Bob's Sample | Bob's Web Tools Page | Bob's Menus Page

Menu-making

  1. Plain demo menu... This is how I started a menu for my demo page, after breaking it into three parts. I pasted the same three links at the top of each of the three pages, but removed the link code around the name of the page I was on. On this page the "Bob's menus page" menu item is not a link; on the others it is:
    Bob's Sample | Bob's WebTools Page | Bob's Menus Page
    For that first menu I didn't do any special styling.
  2. Styling for menus can take many forms. One simple approach is to add background colors and dividers to plain text links (view the source code to see how the spacing was done)...

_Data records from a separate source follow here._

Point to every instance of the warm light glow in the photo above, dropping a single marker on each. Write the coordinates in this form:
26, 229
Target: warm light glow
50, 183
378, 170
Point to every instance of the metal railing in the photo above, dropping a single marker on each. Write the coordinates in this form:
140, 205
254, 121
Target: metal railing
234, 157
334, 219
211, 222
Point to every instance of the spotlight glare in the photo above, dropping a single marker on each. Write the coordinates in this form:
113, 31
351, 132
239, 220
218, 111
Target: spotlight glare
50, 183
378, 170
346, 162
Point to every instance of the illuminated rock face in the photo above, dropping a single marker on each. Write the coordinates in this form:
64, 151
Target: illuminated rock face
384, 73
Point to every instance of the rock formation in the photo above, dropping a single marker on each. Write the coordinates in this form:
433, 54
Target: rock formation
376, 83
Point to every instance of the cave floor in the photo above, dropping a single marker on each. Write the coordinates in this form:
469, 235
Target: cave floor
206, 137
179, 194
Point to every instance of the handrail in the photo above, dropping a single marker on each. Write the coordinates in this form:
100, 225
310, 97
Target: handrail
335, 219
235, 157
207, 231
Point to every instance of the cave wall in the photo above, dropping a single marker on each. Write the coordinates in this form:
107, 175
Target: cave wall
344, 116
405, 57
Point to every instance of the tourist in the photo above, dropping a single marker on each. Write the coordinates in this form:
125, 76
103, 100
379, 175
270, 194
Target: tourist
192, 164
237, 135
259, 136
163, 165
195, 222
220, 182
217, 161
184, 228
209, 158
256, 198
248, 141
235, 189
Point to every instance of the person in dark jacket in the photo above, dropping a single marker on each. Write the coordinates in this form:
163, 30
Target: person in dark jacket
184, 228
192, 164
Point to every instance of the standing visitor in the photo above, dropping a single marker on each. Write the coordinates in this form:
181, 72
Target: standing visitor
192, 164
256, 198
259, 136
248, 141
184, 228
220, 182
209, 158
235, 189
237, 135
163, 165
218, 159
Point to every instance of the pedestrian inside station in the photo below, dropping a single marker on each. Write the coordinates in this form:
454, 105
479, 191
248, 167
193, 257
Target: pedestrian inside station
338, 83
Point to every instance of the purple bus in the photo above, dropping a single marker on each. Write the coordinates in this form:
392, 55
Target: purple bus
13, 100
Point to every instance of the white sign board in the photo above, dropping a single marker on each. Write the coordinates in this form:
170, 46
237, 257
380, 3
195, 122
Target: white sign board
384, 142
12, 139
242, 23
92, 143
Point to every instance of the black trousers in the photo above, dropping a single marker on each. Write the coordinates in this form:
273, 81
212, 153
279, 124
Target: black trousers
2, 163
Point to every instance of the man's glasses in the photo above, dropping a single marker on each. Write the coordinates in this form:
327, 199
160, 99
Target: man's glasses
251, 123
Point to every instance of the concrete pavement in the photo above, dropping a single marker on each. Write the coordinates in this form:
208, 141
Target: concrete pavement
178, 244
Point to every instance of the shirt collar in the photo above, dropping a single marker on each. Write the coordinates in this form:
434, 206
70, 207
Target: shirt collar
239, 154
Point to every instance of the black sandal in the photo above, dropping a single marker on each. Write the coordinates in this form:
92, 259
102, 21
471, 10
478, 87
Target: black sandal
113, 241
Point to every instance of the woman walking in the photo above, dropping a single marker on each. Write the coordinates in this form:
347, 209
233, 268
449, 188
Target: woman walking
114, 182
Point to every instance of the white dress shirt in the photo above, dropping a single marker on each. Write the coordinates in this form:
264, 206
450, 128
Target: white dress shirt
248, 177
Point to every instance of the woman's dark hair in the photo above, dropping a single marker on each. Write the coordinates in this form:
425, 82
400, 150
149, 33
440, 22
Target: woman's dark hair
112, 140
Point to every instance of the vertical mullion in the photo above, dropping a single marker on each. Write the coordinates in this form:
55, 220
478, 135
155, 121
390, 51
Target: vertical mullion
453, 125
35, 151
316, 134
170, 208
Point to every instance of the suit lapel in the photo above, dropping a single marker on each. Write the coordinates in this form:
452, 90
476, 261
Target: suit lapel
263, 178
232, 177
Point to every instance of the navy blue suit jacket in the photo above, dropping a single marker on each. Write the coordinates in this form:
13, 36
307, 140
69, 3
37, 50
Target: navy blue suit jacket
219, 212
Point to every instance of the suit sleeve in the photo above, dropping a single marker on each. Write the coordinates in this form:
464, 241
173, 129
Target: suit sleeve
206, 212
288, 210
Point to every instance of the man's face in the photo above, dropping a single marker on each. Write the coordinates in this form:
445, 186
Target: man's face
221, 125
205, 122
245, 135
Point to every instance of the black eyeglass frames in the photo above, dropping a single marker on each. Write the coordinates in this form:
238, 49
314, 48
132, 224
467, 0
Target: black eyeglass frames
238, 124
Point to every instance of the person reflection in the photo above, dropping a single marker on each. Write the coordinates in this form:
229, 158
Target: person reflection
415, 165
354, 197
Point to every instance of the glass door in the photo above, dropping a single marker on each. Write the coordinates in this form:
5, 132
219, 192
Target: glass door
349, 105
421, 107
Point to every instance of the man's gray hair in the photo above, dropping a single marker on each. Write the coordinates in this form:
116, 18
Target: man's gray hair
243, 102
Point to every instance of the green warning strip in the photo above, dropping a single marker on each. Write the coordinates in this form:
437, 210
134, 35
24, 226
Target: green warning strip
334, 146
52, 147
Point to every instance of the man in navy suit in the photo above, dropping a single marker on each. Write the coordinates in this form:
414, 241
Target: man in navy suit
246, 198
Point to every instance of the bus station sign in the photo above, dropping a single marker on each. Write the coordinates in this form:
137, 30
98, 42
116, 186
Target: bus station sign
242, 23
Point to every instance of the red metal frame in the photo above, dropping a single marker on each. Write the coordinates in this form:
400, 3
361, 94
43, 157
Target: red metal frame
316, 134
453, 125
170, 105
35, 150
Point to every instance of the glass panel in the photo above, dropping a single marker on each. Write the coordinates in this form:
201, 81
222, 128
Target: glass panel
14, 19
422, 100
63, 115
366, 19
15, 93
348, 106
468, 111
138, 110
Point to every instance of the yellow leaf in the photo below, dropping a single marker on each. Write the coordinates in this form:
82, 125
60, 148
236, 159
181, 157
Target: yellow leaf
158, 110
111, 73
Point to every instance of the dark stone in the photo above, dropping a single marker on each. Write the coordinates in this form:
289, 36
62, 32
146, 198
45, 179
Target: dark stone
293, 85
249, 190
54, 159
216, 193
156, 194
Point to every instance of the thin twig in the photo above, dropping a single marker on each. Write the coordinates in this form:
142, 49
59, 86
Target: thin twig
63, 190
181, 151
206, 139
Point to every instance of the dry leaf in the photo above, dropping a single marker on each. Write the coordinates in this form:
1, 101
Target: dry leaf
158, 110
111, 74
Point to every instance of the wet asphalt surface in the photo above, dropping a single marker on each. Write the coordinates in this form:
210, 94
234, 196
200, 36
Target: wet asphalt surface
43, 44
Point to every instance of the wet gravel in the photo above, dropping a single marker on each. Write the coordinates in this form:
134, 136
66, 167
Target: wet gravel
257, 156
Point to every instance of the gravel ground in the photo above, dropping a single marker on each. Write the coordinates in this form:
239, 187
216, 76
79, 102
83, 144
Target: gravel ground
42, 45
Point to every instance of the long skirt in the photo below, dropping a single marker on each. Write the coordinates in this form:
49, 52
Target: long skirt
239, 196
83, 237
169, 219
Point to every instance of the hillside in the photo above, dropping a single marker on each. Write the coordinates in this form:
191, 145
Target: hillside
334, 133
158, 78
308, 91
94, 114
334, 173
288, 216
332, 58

  3. The link anchors on this page are underlined and use the same colors. See the examples below for menus that use put menus within a page elements called "menu," "navigation" or "nav" and add colors and other attributes to make the menu more visually interesting.
  4. CSS makes possible a another very powerful menu-building technique. You can create a menu as an HTML "UL" list, then use CSS to restyle the list:
    • Remove the list bullets.
    • Change the font to make the menu stand out.
    • Choose link-text colors and background colors for each of the link anchor's "states" (link, visited, hover, active) to create "interactive" effects when your user mouses over a link..
    • Add borders and other attributes.
    • Bonus: By basing your menu on an HTML list, you make it "friendly" to browsers that ignore the CSS, including some smartphones. They will still show the menu as a recognizable list of items.